Conheady, H. (2020). Evaluating the Impact of a Web-Based Acceptance & Commitment Therapy Intervention on Mental Health Skills in University Students. (Unpublished Doctoral thesis, City, University of London)


Objective Transdiagnostic web-based Acceptance and Commitment Therapy (ACT) interventions have been shown to be effective in improving mental health outcomes in university students in the USA (Levin, Haeger, & Cruz, 2019), Australia (Viskovich & Pakenham, 2018), and Finland (Rasanen, Lappalainen, Muotka, Tolvanen, & Lappalainen, 2016). However, these interventions have not yet been evaluated in the UK, where university students are experiencing a mental health crisis (The Insight Network, 2019).
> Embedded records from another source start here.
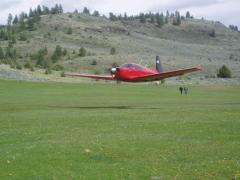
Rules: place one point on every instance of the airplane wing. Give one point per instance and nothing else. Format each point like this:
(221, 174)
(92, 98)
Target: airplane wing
(167, 74)
(90, 76)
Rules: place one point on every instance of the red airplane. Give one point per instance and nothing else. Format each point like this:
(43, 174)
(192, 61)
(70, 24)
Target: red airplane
(132, 72)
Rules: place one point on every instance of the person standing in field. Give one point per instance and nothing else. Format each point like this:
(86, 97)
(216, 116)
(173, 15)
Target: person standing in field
(181, 89)
(185, 90)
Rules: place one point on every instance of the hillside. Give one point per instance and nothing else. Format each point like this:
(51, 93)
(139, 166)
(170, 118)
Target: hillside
(178, 46)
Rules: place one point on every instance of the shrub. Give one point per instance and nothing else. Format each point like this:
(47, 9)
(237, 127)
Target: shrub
(224, 72)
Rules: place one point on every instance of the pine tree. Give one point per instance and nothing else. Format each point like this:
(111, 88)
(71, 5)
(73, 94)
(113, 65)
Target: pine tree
(1, 54)
(69, 31)
(86, 10)
(39, 10)
(125, 17)
(9, 20)
(30, 23)
(177, 19)
(160, 20)
(82, 52)
(142, 18)
(152, 19)
(113, 51)
(224, 72)
(96, 13)
(31, 14)
(45, 10)
(60, 9)
(112, 17)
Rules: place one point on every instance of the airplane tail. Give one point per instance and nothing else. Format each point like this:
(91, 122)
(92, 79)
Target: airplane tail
(159, 67)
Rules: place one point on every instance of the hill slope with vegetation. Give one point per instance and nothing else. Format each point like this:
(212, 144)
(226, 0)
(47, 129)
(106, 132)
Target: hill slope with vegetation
(55, 41)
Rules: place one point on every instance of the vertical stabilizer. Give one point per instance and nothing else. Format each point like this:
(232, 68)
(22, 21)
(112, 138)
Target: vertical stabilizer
(159, 67)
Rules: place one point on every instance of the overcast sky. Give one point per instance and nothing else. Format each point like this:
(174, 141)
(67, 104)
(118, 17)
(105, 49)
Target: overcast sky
(226, 11)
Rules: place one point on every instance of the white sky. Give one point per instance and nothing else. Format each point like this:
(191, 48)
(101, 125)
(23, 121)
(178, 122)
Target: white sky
(226, 11)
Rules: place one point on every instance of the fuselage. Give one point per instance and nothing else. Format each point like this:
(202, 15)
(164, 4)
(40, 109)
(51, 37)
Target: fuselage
(129, 72)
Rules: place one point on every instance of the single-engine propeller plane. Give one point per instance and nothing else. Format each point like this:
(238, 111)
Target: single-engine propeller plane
(132, 72)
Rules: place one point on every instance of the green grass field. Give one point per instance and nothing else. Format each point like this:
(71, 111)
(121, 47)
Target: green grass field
(110, 131)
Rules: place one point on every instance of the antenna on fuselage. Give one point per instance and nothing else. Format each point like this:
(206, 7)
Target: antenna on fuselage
(159, 67)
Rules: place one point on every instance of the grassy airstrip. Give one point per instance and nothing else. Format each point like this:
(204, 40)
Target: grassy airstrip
(110, 131)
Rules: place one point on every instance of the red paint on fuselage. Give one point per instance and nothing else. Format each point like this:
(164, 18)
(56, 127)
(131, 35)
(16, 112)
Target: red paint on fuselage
(132, 72)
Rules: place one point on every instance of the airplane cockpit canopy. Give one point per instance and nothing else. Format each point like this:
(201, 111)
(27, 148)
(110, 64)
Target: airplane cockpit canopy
(132, 66)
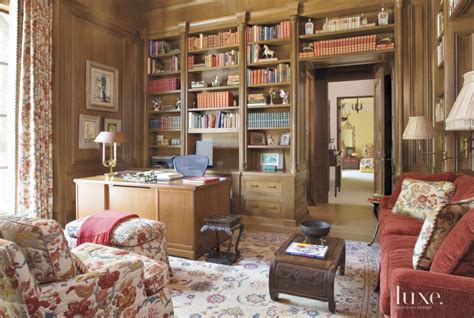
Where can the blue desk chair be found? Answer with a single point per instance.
(191, 165)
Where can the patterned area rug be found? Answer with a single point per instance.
(201, 289)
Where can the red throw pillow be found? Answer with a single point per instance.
(445, 176)
(456, 253)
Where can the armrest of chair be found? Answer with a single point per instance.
(417, 293)
(115, 289)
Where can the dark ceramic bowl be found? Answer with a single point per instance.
(315, 228)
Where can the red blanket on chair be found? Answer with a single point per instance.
(98, 227)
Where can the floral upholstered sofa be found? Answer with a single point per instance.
(41, 277)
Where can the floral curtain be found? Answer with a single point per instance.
(34, 155)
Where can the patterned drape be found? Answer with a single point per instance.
(34, 165)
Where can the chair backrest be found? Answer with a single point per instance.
(191, 165)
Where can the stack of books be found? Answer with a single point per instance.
(202, 41)
(258, 99)
(214, 120)
(278, 74)
(165, 122)
(163, 85)
(271, 119)
(215, 99)
(155, 66)
(263, 33)
(345, 45)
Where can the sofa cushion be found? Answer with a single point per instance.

This study evaluated a transdiagnostic web-based ACT self-help intervention called LifeToolbox designed specifically for university students.

Method A total of 112 undergraduate (22%) and postgraduate (78%) students attending university in the UK were randomised to the immediate treatment (ACT) or waiting-list control (WLC) condition with online self-report assessments at baseline and two further timepoints. A waitlist crossover design was used such that participants in the WLC condition transferred to the active arm following the second assessment. Primary outcomes assessed: academic distress, alcohol use, generalised anxiety, depression, eating concerns, hostility, self-compassion, social anxiety and overall distress. Processes assessed: cognitive defusion, mindful awareness, psychological inflexibility, valued living, and self-compassion.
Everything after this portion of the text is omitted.